* Problem with X on 32 bit guest on 64-bit host
@ 2009-02-05 14:30 Chris Lalancette
0 siblings, 0 replies; only message in thread
From: Chris Lalancette @ 2009-02-05 14:30 UTC (permalink / raw)
To: kvm
All,
I've been trying to track down this problem with starting X on a 32-bit
guest on a 64-bit host, and I've hit a bit of a wall. Let me describe the setup:
Host: AMD Barcelona machine, 16GB memory, 8 cores, running 2.6.29-rc2,
kvm-userspace 3f7cba35281a5b2dba008179a4979d737105574d
Guest: RHEL-5 32-bit guest, single VCPU.
The problem is that inside the 32-bit guest, X refuses to start. Now,
on an Intel platform I have hanging around here, this works just fine; I copy
the guest over, start it up, and X starts right up. Also, on the Barcelona,
with a 64-bit RHEL-5 guest, X starts fine.
I've done quite a bit of tracing inside the guest, and from the guest's
perspective, something just isn't right. When X is trying to start, one thing
it does is copy a BIOS region from /dev/mem into a shared memory region mapped
at 0 inside the X process.
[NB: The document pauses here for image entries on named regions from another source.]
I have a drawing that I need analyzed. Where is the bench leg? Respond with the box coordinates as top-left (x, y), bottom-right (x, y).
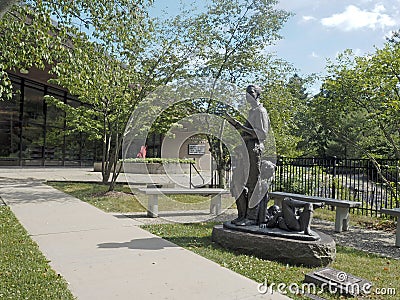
top-left (147, 195), bottom-right (158, 218)
top-left (210, 195), bottom-right (222, 215)
top-left (335, 207), bottom-right (350, 232)
top-left (396, 217), bottom-right (400, 247)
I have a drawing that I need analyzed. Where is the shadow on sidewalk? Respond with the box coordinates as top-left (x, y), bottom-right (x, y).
top-left (97, 237), bottom-right (178, 250)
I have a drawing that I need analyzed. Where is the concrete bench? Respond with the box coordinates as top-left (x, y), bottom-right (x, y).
top-left (269, 192), bottom-right (361, 232)
top-left (139, 188), bottom-right (229, 218)
top-left (380, 208), bottom-right (400, 247)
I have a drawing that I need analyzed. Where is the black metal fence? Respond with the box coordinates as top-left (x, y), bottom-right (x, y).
top-left (272, 157), bottom-right (400, 216)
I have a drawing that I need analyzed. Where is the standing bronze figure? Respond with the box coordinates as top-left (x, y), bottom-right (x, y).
top-left (226, 85), bottom-right (269, 226)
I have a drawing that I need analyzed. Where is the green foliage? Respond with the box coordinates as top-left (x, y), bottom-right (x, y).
top-left (123, 157), bottom-right (195, 164)
top-left (0, 206), bottom-right (74, 300)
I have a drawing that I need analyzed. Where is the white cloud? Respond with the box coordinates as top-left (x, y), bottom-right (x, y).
top-left (321, 4), bottom-right (396, 31)
top-left (301, 16), bottom-right (316, 22)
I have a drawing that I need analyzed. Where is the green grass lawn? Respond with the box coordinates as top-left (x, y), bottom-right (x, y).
top-left (47, 181), bottom-right (146, 213)
top-left (143, 223), bottom-right (400, 299)
top-left (46, 182), bottom-right (400, 299)
top-left (0, 206), bottom-right (75, 300)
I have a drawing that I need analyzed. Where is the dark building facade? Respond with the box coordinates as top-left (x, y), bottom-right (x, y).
top-left (0, 70), bottom-right (101, 166)
top-left (0, 68), bottom-right (162, 166)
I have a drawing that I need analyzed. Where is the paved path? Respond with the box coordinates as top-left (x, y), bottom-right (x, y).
top-left (0, 169), bottom-right (288, 300)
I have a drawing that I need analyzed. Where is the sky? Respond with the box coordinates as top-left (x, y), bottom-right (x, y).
top-left (150, 0), bottom-right (400, 89)
top-left (271, 0), bottom-right (400, 79)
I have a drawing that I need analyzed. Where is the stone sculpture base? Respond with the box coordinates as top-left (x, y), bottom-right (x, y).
top-left (212, 225), bottom-right (336, 267)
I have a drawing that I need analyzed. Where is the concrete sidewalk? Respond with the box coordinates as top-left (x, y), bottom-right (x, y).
top-left (0, 172), bottom-right (288, 300)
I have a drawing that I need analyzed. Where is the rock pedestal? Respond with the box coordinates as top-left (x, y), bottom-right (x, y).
top-left (212, 225), bottom-right (336, 267)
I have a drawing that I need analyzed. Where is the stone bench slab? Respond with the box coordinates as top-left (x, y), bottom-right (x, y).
top-left (269, 192), bottom-right (361, 232)
top-left (139, 188), bottom-right (229, 218)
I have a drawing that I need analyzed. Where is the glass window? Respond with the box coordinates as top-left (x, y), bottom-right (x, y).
top-left (0, 82), bottom-right (21, 159)
top-left (24, 87), bottom-right (44, 126)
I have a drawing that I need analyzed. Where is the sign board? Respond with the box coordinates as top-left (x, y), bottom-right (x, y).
top-left (188, 144), bottom-right (206, 155)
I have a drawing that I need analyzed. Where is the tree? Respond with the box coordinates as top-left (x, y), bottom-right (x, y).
top-left (184, 0), bottom-right (289, 187)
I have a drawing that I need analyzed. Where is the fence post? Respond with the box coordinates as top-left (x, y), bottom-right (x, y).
top-left (332, 156), bottom-right (337, 199)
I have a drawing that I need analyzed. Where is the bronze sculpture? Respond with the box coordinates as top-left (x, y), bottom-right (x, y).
top-left (225, 85), bottom-right (269, 226)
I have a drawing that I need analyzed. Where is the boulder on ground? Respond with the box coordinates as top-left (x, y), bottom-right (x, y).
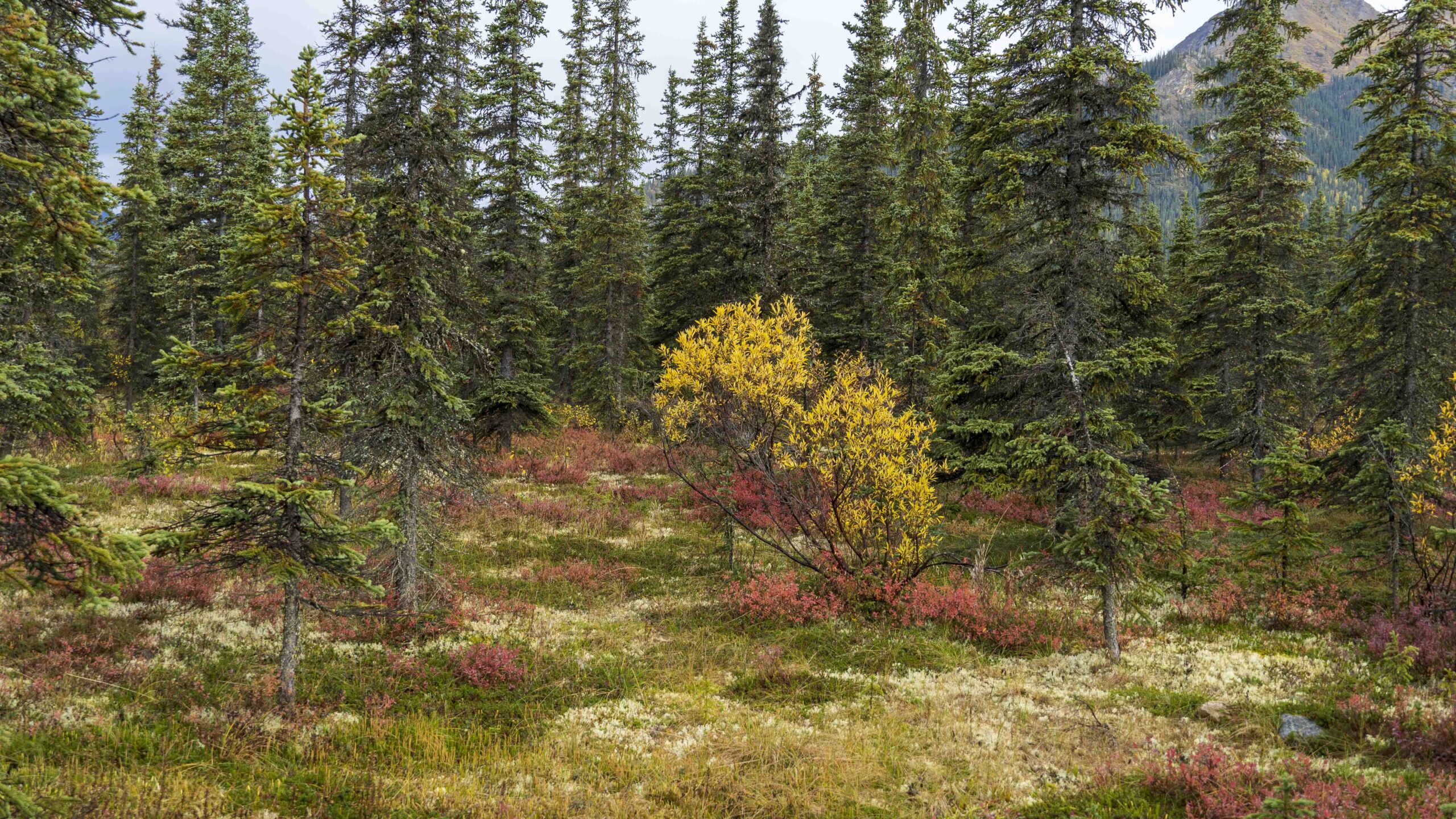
top-left (1279, 714), bottom-right (1325, 742)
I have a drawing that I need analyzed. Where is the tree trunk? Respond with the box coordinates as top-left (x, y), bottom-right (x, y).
top-left (395, 464), bottom-right (419, 612)
top-left (1102, 570), bottom-right (1123, 663)
top-left (1388, 511), bottom-right (1401, 619)
top-left (278, 578), bottom-right (301, 714)
top-left (497, 341), bottom-right (515, 453)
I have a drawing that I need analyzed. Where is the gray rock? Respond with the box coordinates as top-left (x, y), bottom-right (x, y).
top-left (1279, 714), bottom-right (1325, 742)
top-left (1197, 700), bottom-right (1229, 723)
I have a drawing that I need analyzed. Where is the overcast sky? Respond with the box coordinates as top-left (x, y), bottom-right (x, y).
top-left (80, 0), bottom-right (1322, 173)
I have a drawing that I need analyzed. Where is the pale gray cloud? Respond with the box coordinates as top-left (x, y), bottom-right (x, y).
top-left (88, 0), bottom-right (1252, 178)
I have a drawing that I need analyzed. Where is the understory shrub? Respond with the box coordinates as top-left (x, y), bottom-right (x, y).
top-left (895, 578), bottom-right (1063, 651)
top-left (1350, 606), bottom-right (1456, 676)
top-left (121, 558), bottom-right (218, 609)
top-left (521, 560), bottom-right (639, 590)
top-left (722, 571), bottom-right (845, 625)
top-left (452, 643), bottom-right (526, 688)
top-left (1143, 743), bottom-right (1456, 819)
top-left (1175, 577), bottom-right (1349, 631)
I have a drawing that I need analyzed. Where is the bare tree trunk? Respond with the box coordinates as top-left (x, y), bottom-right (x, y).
top-left (395, 464), bottom-right (419, 612)
top-left (1102, 571), bottom-right (1123, 663)
top-left (497, 341), bottom-right (515, 452)
top-left (1388, 513), bottom-right (1401, 619)
top-left (278, 578), bottom-right (300, 714)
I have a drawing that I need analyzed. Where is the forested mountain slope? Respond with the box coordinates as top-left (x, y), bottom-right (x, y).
top-left (1143, 0), bottom-right (1376, 223)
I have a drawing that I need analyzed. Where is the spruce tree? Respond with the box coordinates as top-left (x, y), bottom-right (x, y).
top-left (648, 70), bottom-right (713, 345)
top-left (346, 0), bottom-right (478, 612)
top-left (1186, 0), bottom-right (1321, 482)
top-left (1146, 195), bottom-right (1207, 456)
top-left (473, 0), bottom-right (555, 449)
top-left (890, 0), bottom-right (952, 407)
top-left (945, 0), bottom-right (998, 296)
top-left (105, 54), bottom-right (166, 410)
top-left (0, 0), bottom-right (114, 453)
top-left (319, 0), bottom-right (373, 195)
top-left (571, 0), bottom-right (651, 419)
top-left (1329, 0), bottom-right (1456, 611)
top-left (551, 0), bottom-right (597, 395)
top-left (743, 0), bottom-right (792, 299)
top-left (783, 58), bottom-right (832, 301)
top-left (806, 0), bottom-right (895, 354)
top-left (157, 0), bottom-right (270, 410)
top-left (163, 48), bottom-right (387, 710)
top-left (648, 19), bottom-right (723, 345)
top-left (938, 0), bottom-right (1191, 660)
top-left (701, 0), bottom-right (759, 303)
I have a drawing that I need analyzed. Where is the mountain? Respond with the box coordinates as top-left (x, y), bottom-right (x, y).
top-left (1143, 0), bottom-right (1378, 220)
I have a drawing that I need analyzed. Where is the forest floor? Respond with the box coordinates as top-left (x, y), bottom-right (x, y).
top-left (0, 436), bottom-right (1456, 817)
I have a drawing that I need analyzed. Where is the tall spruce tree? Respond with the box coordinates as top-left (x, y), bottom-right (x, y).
top-left (938, 0), bottom-right (1191, 660)
top-left (945, 0), bottom-right (996, 296)
top-left (473, 0), bottom-right (555, 449)
top-left (648, 19), bottom-right (723, 345)
top-left (157, 0), bottom-right (270, 408)
top-left (890, 0), bottom-right (952, 408)
top-left (783, 57), bottom-right (832, 303)
top-left (105, 54), bottom-right (166, 410)
top-left (743, 0), bottom-right (793, 299)
top-left (1146, 195), bottom-right (1207, 456)
top-left (1331, 0), bottom-right (1456, 611)
top-left (806, 0), bottom-right (895, 355)
top-left (346, 0), bottom-right (478, 611)
top-left (1186, 0), bottom-right (1322, 482)
top-left (0, 0), bottom-right (114, 446)
top-left (551, 0), bottom-right (597, 395)
top-left (320, 0), bottom-right (373, 195)
top-left (572, 0), bottom-right (651, 419)
top-left (701, 0), bottom-right (759, 303)
top-left (163, 48), bottom-right (387, 710)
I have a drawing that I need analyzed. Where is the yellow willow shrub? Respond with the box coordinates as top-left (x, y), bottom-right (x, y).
top-left (655, 291), bottom-right (818, 456)
top-left (1396, 375), bottom-right (1456, 596)
top-left (655, 299), bottom-right (941, 581)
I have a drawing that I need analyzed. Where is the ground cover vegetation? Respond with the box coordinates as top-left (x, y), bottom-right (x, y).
top-left (0, 0), bottom-right (1456, 819)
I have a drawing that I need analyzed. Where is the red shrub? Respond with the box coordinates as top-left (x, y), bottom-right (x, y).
top-left (106, 475), bottom-right (231, 498)
top-left (520, 498), bottom-right (581, 526)
top-left (1383, 691), bottom-right (1456, 768)
top-left (1168, 481), bottom-right (1229, 535)
top-left (521, 560), bottom-right (638, 589)
top-left (1259, 586), bottom-right (1350, 631)
top-left (481, 430), bottom-right (665, 484)
top-left (452, 643), bottom-right (526, 688)
top-left (1176, 577), bottom-right (1349, 631)
top-left (1350, 606), bottom-right (1456, 675)
top-left (722, 573), bottom-right (845, 625)
top-left (897, 578), bottom-right (1061, 651)
top-left (121, 558), bottom-right (218, 609)
top-left (959, 490), bottom-right (1051, 526)
top-left (611, 484), bottom-right (679, 503)
top-left (1144, 744), bottom-right (1456, 819)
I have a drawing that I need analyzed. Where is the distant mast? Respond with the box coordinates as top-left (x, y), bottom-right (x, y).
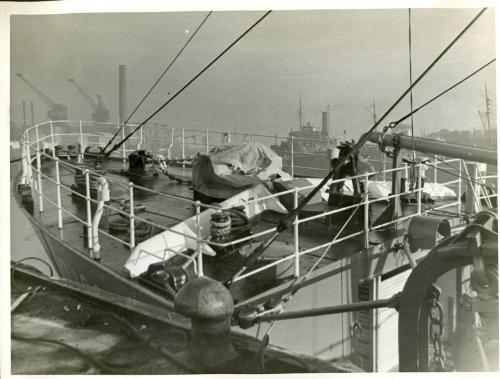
top-left (484, 83), bottom-right (493, 141)
top-left (321, 106), bottom-right (330, 141)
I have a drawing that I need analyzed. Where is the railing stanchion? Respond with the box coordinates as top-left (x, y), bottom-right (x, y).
top-left (434, 154), bottom-right (438, 183)
top-left (380, 152), bottom-right (386, 182)
top-left (35, 125), bottom-right (43, 213)
top-left (50, 121), bottom-right (56, 159)
top-left (79, 121), bottom-right (85, 162)
top-left (457, 159), bottom-right (465, 217)
top-left (137, 125), bottom-right (144, 150)
top-left (85, 168), bottom-right (93, 257)
top-left (363, 174), bottom-right (370, 249)
top-left (205, 129), bottom-right (210, 154)
top-left (24, 137), bottom-right (33, 185)
top-left (55, 158), bottom-right (63, 229)
top-left (293, 187), bottom-right (300, 278)
top-left (128, 182), bottom-right (135, 249)
top-left (417, 163), bottom-right (423, 216)
top-left (196, 200), bottom-right (203, 277)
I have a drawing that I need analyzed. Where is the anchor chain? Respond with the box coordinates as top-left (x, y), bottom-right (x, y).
top-left (429, 284), bottom-right (445, 371)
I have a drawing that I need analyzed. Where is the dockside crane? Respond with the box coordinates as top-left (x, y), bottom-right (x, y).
top-left (16, 73), bottom-right (68, 121)
top-left (68, 78), bottom-right (109, 122)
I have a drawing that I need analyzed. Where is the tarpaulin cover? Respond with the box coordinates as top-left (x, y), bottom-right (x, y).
top-left (193, 143), bottom-right (290, 199)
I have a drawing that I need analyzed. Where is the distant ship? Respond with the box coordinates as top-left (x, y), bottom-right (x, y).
top-left (271, 101), bottom-right (337, 178)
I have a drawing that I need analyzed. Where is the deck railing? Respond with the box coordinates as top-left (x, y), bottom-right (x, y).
top-left (21, 121), bottom-right (497, 281)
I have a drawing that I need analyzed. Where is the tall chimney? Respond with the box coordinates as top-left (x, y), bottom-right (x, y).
top-left (321, 111), bottom-right (330, 137)
top-left (118, 64), bottom-right (127, 124)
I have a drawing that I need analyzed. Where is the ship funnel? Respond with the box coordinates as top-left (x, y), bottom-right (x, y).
top-left (321, 111), bottom-right (330, 137)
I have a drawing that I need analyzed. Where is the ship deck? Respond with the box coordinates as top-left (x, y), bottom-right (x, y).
top-left (19, 152), bottom-right (460, 302)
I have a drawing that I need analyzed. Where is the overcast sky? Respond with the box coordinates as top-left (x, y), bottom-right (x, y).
top-left (11, 9), bottom-right (495, 137)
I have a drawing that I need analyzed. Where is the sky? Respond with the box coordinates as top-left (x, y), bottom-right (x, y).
top-left (10, 9), bottom-right (496, 138)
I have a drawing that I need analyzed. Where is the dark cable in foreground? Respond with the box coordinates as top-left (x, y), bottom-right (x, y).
top-left (226, 8), bottom-right (487, 286)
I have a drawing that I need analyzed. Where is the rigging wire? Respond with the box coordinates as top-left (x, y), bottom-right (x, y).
top-left (102, 11), bottom-right (212, 153)
top-left (391, 58), bottom-right (496, 127)
top-left (266, 8), bottom-right (488, 235)
top-left (103, 11), bottom-right (272, 157)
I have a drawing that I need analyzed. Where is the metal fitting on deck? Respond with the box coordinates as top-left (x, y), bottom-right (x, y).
top-left (175, 277), bottom-right (238, 369)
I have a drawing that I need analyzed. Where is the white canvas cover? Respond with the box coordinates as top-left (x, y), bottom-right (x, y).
top-left (193, 142), bottom-right (290, 199)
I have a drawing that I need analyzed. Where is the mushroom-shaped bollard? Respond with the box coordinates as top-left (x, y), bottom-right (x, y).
top-left (175, 277), bottom-right (238, 369)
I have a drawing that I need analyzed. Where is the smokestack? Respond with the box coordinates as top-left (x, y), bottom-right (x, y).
top-left (321, 111), bottom-right (330, 137)
top-left (118, 64), bottom-right (127, 124)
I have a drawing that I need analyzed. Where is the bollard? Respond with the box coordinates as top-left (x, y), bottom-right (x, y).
top-left (175, 277), bottom-right (238, 369)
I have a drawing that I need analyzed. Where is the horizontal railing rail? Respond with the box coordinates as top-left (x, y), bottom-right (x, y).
top-left (17, 121), bottom-right (497, 290)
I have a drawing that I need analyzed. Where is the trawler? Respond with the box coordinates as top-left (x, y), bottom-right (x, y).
top-left (13, 10), bottom-right (498, 373)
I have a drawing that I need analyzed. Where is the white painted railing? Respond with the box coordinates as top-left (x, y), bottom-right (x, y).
top-left (22, 121), bottom-right (497, 281)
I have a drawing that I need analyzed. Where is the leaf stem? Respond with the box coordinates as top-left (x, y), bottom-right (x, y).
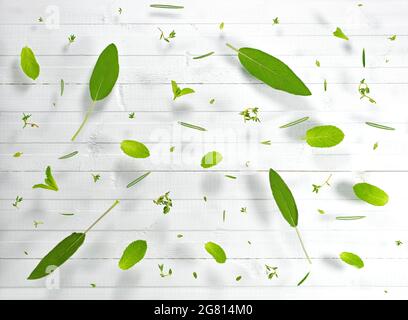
top-left (84, 200), bottom-right (119, 234)
top-left (225, 43), bottom-right (239, 53)
top-left (295, 227), bottom-right (312, 264)
top-left (71, 101), bottom-right (96, 141)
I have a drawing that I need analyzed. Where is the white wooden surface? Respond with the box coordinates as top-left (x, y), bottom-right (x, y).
top-left (0, 0), bottom-right (408, 299)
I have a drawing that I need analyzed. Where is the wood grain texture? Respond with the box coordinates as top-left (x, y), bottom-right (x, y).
top-left (0, 0), bottom-right (408, 299)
The page fault for the access
to the memory region at 0 works just fine, but the very next page fault that is
injected is completely bogus; it's either > TASK_SIZE (which is 0xc0000000), or
has bogus VMA flags set, etc.
Going further, what actually happens is that X uses glibc's optimized memcpy
routine, which, in assembly, looks like this:
(gdb) disass memcpy
Dump of assembler code for function memcpy:
0x00387090 <memcpy+0>: mov 0xc(%esp),%ecx
0x00387094 <memcpy+4>: mov %edi,%eax
0x00387096 <memcpy+6>: mov 0x4(%esp),%edi
0x0038709a <memcpy+10>: mov %esi,%edx
0x0038709c <memcpy+12>: mov 0x8(%esp),%esi
0x003870a0 <memcpy+16>: cld
0x003870a1 <memcpy+17>: shr %ecx
0x003870a3 <memcpy+19>: jae 0x3870a6 <memcpy+22>
0x003870a5 <memcpy+21>: movsb %ds:(%esi),%es:(%edi)
0x003870a6 <memcpy+22>: shr %ecx
0x003870a8 <memcpy+24>: jae 0x3870ac <memcpy+28>
0x003870aa <memcpy+26>: movsw %ds:(%esi),%es:(%edi)
0x003870ac <memcpy+28>: rep movsl %ds:(%esi),%es:(%edi)
0x003870ae <memcpy+30>: mov %eax,%edi
0x003870b0 <memcpy+32>: mov %edx,%esi
0x003870b2 <memcpy+34>: mov 0x4(%esp),%eax
0x003870b6 <memcpy+38>: ret
If I replace that optimized memcpy routine with my own, stupid memcpy (basically
just dst[i] = src[i] in a loop), everything works fine, and doesn't get the
bogus page fault. In turn, that leads me to suspect that the rep command is
actually not being emulated properly on the host side, but I'm not quite sure of
that, nor am I sure where to go from here. Does anybody have any ideas of what
I can do to further track this down?